ML for TradingLesson 5
End-to-End ML Trading Pipeline
Build a complete machine learning trading pipeline from data to live signals.
15 minute read
4 key takeaways
The Full ML Trading Pipeline
Here's how to build an end-to-end system that takes price data and produces live trading signals.
Architecture Overview
- 1. Data Ingestion: Fetch OHLCV for universe
- 2. Feature Engineering: Create 30-50 features
- 3. Label Creation: Define what we're predicting
- 4. Model Training: Fit on historical data with proper CV
- 5. Model Evaluation: Test on holdout period
- 6. Live Signal Generation: Score new data daily
- 7. Position Management: Convert signals to orders
- 8. Monitoring: Track performance vs. backtest
python
import pandas as pd
from sklearn.ensemble import RandomForestClassifier
from sklearn.preprocessing import StandardScaler
class MLTradingPipeline:
def __init__(self):
self.model = None
self.scaler = StandardScaler()
self.last_train_date = None
def fetch_data(self, symbols, start_date, end_date):
"""Fetch OHLCV data"""
data = {}
for sym in symbols:
df = fetch_ohlcv(sym, start_date, end_date)
data[sym] = df
return data
def create_features(self, df):
"""Engineer features"""
df['Return'] = df['Close'].pct_change()
df['SMA_20'] = df['Close'].rolling(20).mean()
df['RSI'] = calculate_rsi(df['Close'], 14)
df['Volatility'] = df['Return'].rolling(20).std()
# Add 30+ more features
return df
def create_labels(self, df):
"""Define target"""
df['Future_Return'] = df['Close'].shift(-5) / df['Close'] - 1
df['Label'] = (df['Future_Return'] > 0).astype(int)
return df
def train_model(self, train_data):
"""Train on historical data"""
X = train_data[feature_cols].dropna()
y = train_data.loc[X.index, 'Label']
X_scaled = self.scaler.fit_transform(X)
self.model = RandomForestClassifier(n_estimators=100)
self.model.fit(X_scaled, y)
self.last_train_date = train_data.index[-1]
def generate_signals(self, recent_data):
"""Generate trading signals for today"""
features = self.create_features(recent_data)

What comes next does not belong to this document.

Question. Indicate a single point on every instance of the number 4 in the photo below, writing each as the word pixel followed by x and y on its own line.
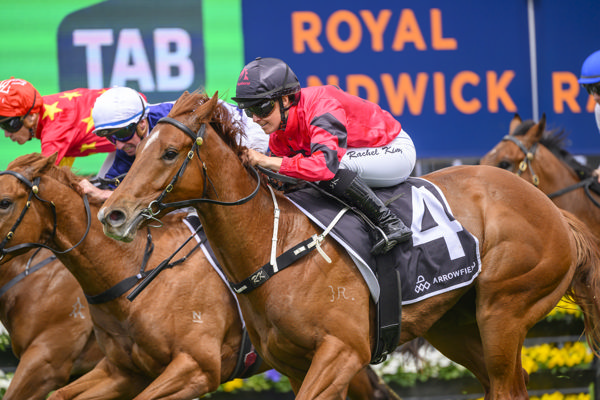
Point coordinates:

X = features[feature_cols].loc[[features.index[-1]]]
X_scaled = self.scaler.transform(X)
prediction = self.model.predict(X_scaled)[0]
probability = self.model.predict_proba(X_scaled)[0, 1]
return {
'signal': 'BUY' if prediction == 1 else 'SELL',
'confidence': probability
}
# Usage
pipeline = MLTradingPipeline()
# Train (weekly)
historical_data = pipeline.fetch_data(['AAPL'], '2020-01-01', '2024-01-01')
for sym in historical_data:
df = historical_data[sym]
df = pipeline.create_features(df)
df = pipeline.create_labels(df)
pipeline.train_model(df)
# Deploy (daily)
today_data = pipeline.fetch_data(['AAPL'], today, today)
signal = pipeline.generate_signals(today_data['AAPL'])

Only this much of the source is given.